Now this visualization is showing book prices and how the were rated on Amazon. This visualization should tell us whether higher quality and more expensive books provide a more enjoyable experience to readers. As we can see from the graph, the two highest priced books are around 4.75-4.85 rating, with a large majority of lower priced books also sitting around this range. This may indicate that higher priced books hit this mark more consistently, but lower priced books are not limited to low ratings.
Year Analysis
Our next analysis will be looking at the average rating for books on the Top 100 list, depending on the year they were published. Before, we hypothesized that newer books would surpass older books in terms of popularity and ratings, but the graph above disagrees, Before the year 2000, the average rating for books hit 4.9 six separate times, the most recent being 1999. After 2000, the average rating for books has only been higher than 4.8 once.
Genre Analysis
The slice_head function allows us to also create a visualization of the top 10 authors with the highest average rating. Though we tried to predict what genre combination would be the most popular using our past analysis we were wrong, with the graph above showing that Fiction, Mystery, Crime, Legal Thriller being the highest rated type of book genre.

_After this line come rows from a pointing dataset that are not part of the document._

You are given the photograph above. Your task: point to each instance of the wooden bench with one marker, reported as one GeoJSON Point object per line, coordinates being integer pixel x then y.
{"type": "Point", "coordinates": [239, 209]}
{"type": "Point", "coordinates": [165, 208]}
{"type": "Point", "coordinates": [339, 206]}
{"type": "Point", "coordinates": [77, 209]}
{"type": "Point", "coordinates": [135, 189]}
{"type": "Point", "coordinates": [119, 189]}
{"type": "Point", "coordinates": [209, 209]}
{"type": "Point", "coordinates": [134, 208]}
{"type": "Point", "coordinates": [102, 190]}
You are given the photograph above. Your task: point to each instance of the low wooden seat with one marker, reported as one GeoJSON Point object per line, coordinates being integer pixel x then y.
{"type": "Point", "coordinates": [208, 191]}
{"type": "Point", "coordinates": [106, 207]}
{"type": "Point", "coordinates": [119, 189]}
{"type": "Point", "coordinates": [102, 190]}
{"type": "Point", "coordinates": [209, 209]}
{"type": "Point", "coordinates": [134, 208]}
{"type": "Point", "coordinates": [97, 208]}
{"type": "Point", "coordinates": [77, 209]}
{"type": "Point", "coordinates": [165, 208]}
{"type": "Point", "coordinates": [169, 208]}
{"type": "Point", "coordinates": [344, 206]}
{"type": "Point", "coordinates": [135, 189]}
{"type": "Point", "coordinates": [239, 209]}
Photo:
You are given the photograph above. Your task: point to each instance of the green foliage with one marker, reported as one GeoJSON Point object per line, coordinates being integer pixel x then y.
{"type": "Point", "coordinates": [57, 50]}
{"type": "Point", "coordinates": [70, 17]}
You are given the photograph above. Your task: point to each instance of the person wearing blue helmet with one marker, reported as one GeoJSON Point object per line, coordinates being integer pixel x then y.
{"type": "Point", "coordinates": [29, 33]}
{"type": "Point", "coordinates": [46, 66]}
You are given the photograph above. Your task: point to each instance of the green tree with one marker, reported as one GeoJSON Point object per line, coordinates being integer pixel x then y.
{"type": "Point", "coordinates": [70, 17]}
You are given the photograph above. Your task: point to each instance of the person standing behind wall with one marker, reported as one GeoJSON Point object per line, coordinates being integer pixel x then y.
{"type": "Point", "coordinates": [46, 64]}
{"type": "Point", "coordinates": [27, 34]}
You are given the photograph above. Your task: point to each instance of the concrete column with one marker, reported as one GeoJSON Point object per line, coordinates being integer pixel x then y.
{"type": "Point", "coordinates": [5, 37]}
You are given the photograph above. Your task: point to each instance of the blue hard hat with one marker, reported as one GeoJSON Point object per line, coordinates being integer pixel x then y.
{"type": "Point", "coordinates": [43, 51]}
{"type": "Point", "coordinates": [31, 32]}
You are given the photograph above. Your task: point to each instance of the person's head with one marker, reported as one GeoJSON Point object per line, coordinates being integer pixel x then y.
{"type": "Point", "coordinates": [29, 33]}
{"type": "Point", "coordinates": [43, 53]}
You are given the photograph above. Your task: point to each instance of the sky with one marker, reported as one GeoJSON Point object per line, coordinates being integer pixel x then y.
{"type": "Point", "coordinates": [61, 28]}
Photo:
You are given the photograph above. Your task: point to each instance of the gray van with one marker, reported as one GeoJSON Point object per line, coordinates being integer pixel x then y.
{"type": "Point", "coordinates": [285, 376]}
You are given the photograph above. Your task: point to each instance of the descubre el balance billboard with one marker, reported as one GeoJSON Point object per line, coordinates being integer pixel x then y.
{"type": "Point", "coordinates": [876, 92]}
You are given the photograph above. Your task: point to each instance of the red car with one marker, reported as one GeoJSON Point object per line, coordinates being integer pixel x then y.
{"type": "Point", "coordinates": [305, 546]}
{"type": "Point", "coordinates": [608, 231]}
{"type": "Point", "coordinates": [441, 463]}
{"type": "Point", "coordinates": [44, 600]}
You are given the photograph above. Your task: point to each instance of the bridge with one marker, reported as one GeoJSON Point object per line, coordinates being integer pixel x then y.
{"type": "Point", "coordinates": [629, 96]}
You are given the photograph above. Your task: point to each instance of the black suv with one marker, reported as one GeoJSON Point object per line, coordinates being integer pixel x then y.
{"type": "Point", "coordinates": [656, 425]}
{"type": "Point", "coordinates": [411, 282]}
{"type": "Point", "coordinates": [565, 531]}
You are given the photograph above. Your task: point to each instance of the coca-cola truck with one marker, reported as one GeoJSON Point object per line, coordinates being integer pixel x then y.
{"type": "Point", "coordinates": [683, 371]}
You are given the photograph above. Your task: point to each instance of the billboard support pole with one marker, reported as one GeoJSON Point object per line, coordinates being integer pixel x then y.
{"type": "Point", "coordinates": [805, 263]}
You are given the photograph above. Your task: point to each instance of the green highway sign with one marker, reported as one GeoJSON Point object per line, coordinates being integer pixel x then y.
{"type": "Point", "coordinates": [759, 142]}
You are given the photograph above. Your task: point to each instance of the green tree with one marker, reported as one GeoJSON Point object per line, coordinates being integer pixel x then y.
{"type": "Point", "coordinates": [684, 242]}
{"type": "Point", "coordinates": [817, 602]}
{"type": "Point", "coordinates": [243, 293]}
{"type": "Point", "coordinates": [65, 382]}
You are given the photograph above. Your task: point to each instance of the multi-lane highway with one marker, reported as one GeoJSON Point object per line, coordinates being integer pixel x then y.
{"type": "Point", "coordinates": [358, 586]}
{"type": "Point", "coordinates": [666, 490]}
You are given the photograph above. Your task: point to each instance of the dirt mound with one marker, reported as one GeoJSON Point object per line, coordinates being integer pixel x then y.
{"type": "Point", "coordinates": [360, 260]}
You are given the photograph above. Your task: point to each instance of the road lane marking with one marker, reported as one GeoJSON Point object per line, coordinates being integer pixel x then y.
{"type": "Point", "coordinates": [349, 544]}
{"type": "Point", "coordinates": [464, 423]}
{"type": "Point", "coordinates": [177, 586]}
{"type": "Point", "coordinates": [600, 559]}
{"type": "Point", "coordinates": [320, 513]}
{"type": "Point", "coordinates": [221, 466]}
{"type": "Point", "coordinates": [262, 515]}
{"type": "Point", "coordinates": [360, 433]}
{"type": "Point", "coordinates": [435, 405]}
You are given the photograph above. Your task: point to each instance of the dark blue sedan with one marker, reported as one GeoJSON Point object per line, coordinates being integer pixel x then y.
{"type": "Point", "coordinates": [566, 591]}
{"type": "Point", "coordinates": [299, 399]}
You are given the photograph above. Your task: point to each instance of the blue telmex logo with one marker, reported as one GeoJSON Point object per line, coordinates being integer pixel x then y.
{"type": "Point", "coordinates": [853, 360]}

Implications and Real-world Impact
This data set provides useful information on how books perform across multiple genres, price, authorship, and publication year. When analyzed together, these variables reveal patterns that can be applied to real publishing and consumer behavior.
This data could give authors real reason to develop writing strategies, pertaining to what genres they right, how much they charge for their books, or when they decide to release the book.
Secondary Data
head(book_second_df) Title Author
1 \n Pride and Prejudice\n Jane Austen
2 \n 1984\n George Orwell
3 \n The Great Gatsby\n F. Scott Fitzgerald
4 \n Jane Eyre\n Charlotte Brontë
5 \n Crime and Punishment\n Fyodor Dostoevsky
6 \n Lolita\n Vladimir Nabokov
The secondary data we pulled was from good reads, a popular book rating site where we pulled their Top 100 novels of all time, including the books title and the author.
Since Amazon blocks web scrapers by hiding information while using the inspector tool, good reads data was the only available to pull using scraping. Unfortunately, good reads data and list only provides the Author and the Title of the book, not enough data to create a graph or insight out of.
Conclusion
This project analyzed a book data set using variables such as genre, price, rating, and author to explore patterns in literary popularity and reader enjoyability. Through data cleaning, web scraping, and visualization in R, the analysis highlighted how different factors contribute to a book’s success and reception.
Additionally, comparisons of ratings vs years showed that newer books did not over perform older books, authors who appeared most frequently did not write the most popular genre, and book price affected consistency in ratings, not the maximum possible.